Public still at odds about LGBTQ issues in public school

Daniel A. Cox September 27, 2021

A rainbow drawn in chalk on asphalt, surrounded by chalk.

Even as gay and lesbian issues have slipped from national headlines, public attitudes on LGBTQ issues continue to evolve. A recent poll by Gallup finds support for same-sex marriage reaching a record high of 70 percent. But despite rising support, there remains vigorous debate among the public about what, if anything, students in public schools should learn about LGBTQ people and issues.

When it comes to serving as educators, the public is largely comfortable with transgender people working as elementary school teachers. The August 2021 American Perspectives Survey finds that 60 percent of Americans say they would be comfortable with a transgender teacher teaching at an elementary school in the community.

Other polls have shown there is even stronger support for gay and lesbian people teaching in elementary schools. In 2019, a Gallup poll showed overwhelming support for gay and lesbian people being hired as elementary school teachers—81 percent said gay and lesbian people should be hired to teach in elementary schools. Support for hiring gay and lesbian people as teachers has not been controversial for some time; even as far back as 2005, nearly two-thirds (64 percent) of Americans said gay and lesbian people should be hired as elementary school teachers.

But despite feeling comfortable with gay, lesbian, and transgender teachers, Americans are less convinced that LGBTQ identity and experience constitutes an important subject for students to learn about. Only about one-quarter (24 percent) of Americans—including less than half (42 percent) of Democrats and only 7 percent of Republicans—say that LGBTQ identity is a very important or one of the most important subjects for students to learn about in public high schools. Notably, 38 percent of Republicans say this subject should not be taught to high school students at all. 

At the same time, most Americans believe that high school social studies and history textbooks should include references to the gay rights movement. Fifty-seven percent of Americans say textbooks should cover this history.
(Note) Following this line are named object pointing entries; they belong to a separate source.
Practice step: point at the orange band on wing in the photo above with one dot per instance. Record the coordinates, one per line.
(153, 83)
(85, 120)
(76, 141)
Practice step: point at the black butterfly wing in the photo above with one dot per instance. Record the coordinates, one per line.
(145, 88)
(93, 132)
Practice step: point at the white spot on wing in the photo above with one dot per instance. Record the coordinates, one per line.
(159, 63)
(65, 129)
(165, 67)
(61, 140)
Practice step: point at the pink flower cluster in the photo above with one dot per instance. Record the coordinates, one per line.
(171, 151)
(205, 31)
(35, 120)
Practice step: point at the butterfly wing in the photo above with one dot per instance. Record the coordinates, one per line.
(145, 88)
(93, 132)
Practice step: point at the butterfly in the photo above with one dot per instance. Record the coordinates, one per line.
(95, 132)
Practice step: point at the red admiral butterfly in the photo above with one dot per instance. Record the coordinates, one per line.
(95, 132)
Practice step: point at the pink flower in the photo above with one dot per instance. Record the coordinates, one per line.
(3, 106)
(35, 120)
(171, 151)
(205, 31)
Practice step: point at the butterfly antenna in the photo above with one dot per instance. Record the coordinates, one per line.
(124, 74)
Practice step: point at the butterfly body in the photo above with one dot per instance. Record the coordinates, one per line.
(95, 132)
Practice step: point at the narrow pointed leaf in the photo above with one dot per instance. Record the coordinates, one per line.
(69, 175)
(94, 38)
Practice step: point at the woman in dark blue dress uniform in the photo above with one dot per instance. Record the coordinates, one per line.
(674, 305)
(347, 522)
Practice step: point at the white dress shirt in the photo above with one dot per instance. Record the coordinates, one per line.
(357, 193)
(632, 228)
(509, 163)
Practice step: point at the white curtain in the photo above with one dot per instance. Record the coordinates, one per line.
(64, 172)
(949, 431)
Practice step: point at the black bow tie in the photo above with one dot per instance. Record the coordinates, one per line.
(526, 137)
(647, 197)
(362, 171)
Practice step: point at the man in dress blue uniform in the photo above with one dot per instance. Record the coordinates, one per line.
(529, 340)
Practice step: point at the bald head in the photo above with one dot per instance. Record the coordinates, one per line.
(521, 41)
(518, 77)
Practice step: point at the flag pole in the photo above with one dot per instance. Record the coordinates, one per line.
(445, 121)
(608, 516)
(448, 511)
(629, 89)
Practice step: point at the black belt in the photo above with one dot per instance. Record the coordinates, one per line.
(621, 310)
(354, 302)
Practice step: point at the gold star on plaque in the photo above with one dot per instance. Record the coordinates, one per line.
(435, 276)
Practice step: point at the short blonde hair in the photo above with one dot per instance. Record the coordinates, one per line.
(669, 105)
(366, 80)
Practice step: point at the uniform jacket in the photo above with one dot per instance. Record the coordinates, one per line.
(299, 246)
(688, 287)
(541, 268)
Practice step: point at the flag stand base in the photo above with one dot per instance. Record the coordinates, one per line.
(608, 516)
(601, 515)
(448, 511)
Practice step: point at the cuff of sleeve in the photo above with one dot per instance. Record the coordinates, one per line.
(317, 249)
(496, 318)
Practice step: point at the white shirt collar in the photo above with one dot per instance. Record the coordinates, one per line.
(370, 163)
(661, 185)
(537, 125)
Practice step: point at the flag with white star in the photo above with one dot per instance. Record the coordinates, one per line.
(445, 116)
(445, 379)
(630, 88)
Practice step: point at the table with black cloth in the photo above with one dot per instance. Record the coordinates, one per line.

Despite reports of angry parents protesting LGBTQ books in classrooms, a majority (54 percent) of Americans say they are not bothered by the inclusion of gay and lesbian characters and stories in elementary school library books. Still, a sizable number of Americans express reservations. Forty-five percent say this would make them uncomfortable. Parents are even more divided over the issue with equal numbers (50 percent vs. 50 percent) expressing comfort and discomfort. Notably, less than half of fathers (46 percent) say they would feel comfortable with their local library including titles that featured gay and lesbian characters.

Americans express similarly mixed feelings about displaying pro-LGBTQ symbols in schools, such as a pride flag or a rainbow banner. Less than half (47 percent) of Americans would support displaying a pride flag or rainbow banner in public schools. More than half (51 percent) of Americans oppose displaying a pride flag or rainbow banner on school property.

Public opinion appears to be heading towards greater support for gay, lesbian and transgender people, and comfort with students learning about LGBTQ issues and experiences. For instance, a majority (57 percent) of young adults (age 18 to 29) say they would be comfortable with schools hanging pride banners, a feeling shared by only 35 percent of seniors (age 65 or older).